It calls for a fashion watchdog over the “unfair buying practices” of High Street firms

Campaigners have called for a fashion watchdog to be set up to stop “unacceptable buying practices” revealed by researchers who named high street stores Zara and Primark among those treating suppliers unfairly.

In a survey of 1,000 Bangladeshi manufacturers, researchers found that big brands pay below production costs, with most factories selling to the biggest retailers paying the same prices even as raw material costs rise.

In research by the University of Aberdeen and the charity Transform Trade, published on Sunday, the authors of the report said that suppliers named 1,138 brands with which they had contracts in February 2020, and of these, 37% were reported to be involved in unfair practices.



Only when suppliers are able to plan ahead and with confidence that they will earn as expected, can they ensure good working conditions for their employees.

Fiona Gooch, Transform Trade

More than half of suppliers said they had suffered unfair procurement practices, including cancellations, non-payment, late payments and demands for rebates with side effects including forced overtime and harassment.

Fiona Gooch, Senior Policy Adviser at Transform Trade, described the findings as a “wake-up call”.

“We need a fashion watchdog to stop the unacceptable buying practices of clothing retailers who benefit from large consumer markets, as well as existing protections for food suppliers,” she said.

“Only when suppliers can plan ahead, with confidence that they will earn as expected, can they ensure good working conditions for their employees.”

According to the report, Zara had 90 factories producing for the brand in March 2020.

The researchers reported that 31% of factories reported canceled or partially canceled orders, 27% had price reductions, 10% had orders that the firm refused to pay for during shipping or production, and 30% reported that payment was delayed by at least three months.

Meanwhile, Primark, which had 35 factories working on products, according to the report, canceled or partially canceled orders from 34% of factories surveyed, cut order prices to 20% and 11% of factories reported payment delays.

The study, titled The Impact of Unfair Practices by Global Apparel Retailers on Bangladeshi Suppliers During COVID-19, also said a large number of firms were buying from factories facing rising raw material costs, with nearly one in five struggling to pay Bangladeshis. minimum wage £2.30 per day.

Larger brands buying from many factories engaged in unfair purchasing practices more often than smaller brands, the supplier survey said, and every brand buying from 15 or more factories reportedly engaged in at least one of these practices.

The survey also found that garment factories will lay off a quarter of their workforce after the lockdown, suggesting up to 900,000 workers could lose their jobs, according to the report’s authors.

Garment manufacturing has become Bangladesh’s most important manufacturing sector, accounting for 20% of its GDP. Researchers said they employ approximately four million workers and more than 12 million depend on the industry.

Ms Gooch said that when “retailers mistreat suppliers by breaching pre-agreed terms, workers suffer”.

“If the retailer doesn’t pay the agreed amount or is late, the supplier has to cut costs in another way, and that often gets passed on to their workers, who have the least power in the supply chain,” she said.

“Reports of rehiring for worse pay and conditions, bullying and unpaid overtime are a predictable result.
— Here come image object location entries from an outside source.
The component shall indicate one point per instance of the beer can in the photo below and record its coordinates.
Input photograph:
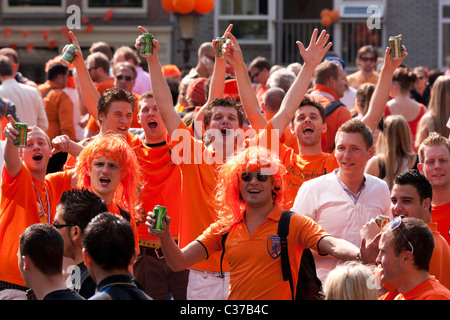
(395, 44)
(68, 55)
(219, 45)
(146, 44)
(160, 213)
(21, 140)
(381, 221)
We need a fashion watchdog to regulate UK clothing retailers, just like the existing supermarket watchdog.

Supermarkets have a Groceries Code Adjudicator, a watchdog that enforces a legal code that prohibits certain unfair purchasing practices by major retailers against their food and grocery suppliers, regardless of location.

A Primark spokesman said “the rights and conditions of the workers who make our products are extremely important to us and we know how devastating Covid-19 has been for the global clothing industry”.
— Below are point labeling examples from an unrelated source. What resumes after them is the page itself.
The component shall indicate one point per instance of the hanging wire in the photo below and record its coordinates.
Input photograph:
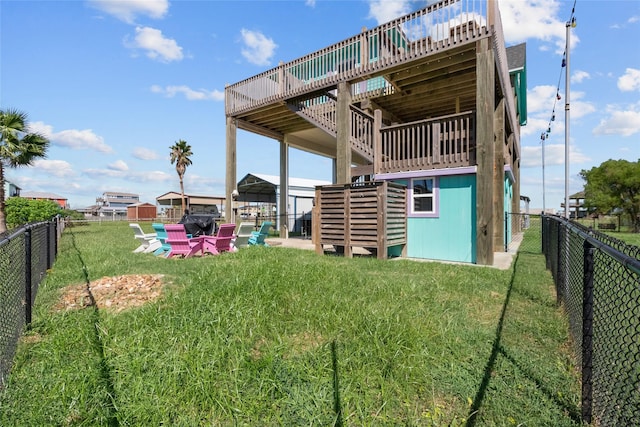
(545, 135)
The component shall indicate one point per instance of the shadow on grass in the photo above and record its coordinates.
(498, 349)
(105, 373)
(337, 406)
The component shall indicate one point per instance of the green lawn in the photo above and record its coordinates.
(278, 336)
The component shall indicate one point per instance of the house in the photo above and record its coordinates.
(141, 211)
(421, 116)
(39, 195)
(114, 204)
(11, 189)
(265, 190)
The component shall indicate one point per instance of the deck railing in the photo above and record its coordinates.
(442, 142)
(415, 35)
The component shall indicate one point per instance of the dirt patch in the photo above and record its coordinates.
(113, 293)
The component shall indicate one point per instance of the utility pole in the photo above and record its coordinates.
(567, 210)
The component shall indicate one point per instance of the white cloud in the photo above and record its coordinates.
(128, 10)
(625, 122)
(553, 155)
(130, 176)
(80, 139)
(58, 168)
(190, 94)
(387, 10)
(155, 44)
(72, 138)
(630, 81)
(541, 99)
(526, 20)
(118, 165)
(579, 76)
(145, 154)
(258, 49)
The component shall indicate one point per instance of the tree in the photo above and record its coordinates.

“The unprecedented nature of the pandemic has meant that all of our stores around the world have been forced to close. At the time, and without an online presence, we had no way of knowing how long it would take,” the spokesperson said, adding that it was for these reasons that the company made the “incredibly difficult decision in March 2020 to cancel all orders. which has not yet been handed over to us”.

All forwarded orders were paid within 30 days and there were no late payments or price renegotiations, the company said, and it has created several initiatives to “support suppliers and their workers” by 2020.
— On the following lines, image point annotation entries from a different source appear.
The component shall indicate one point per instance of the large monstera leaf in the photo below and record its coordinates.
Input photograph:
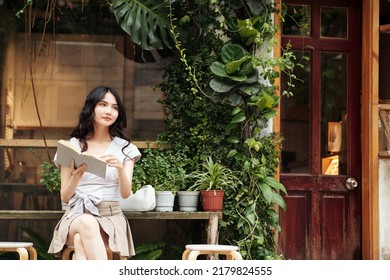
(146, 21)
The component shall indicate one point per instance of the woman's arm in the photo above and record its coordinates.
(70, 180)
(125, 173)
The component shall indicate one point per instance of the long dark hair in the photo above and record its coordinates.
(85, 127)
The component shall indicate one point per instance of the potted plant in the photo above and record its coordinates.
(211, 181)
(51, 178)
(161, 169)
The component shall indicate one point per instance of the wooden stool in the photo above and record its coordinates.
(25, 250)
(67, 254)
(193, 251)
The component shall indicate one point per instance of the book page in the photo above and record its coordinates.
(67, 151)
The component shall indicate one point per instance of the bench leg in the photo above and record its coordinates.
(23, 253)
(32, 253)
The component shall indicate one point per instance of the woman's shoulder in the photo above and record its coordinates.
(123, 142)
(74, 141)
(130, 149)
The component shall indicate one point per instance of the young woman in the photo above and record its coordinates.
(94, 220)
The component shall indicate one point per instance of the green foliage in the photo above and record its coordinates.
(162, 168)
(146, 21)
(213, 176)
(230, 62)
(51, 176)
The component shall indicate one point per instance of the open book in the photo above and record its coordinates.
(67, 151)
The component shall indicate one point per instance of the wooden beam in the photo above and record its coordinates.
(370, 88)
(131, 215)
(385, 28)
(39, 143)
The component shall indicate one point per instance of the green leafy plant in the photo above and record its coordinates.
(51, 176)
(213, 176)
(230, 60)
(161, 168)
(145, 21)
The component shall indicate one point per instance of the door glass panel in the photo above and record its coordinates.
(297, 20)
(334, 22)
(295, 120)
(333, 113)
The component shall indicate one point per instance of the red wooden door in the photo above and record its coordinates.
(321, 164)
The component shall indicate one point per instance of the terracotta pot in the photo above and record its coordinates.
(212, 200)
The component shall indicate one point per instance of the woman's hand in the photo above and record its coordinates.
(79, 171)
(113, 161)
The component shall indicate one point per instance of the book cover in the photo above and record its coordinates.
(67, 151)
The company said adherence to its code of conduct is mandatory when working with Primark and the firm is a founding member of the Action Collaboration Transformation initiative.

Inditex, which owns Zara, said in a statement that it had “devised a strategy to support these workers in the early stages of the pandemic” and “guaranteed payment for all orders already placed and in production and worked with financial institutions to facilitate loans to suppliers on favorable terms”.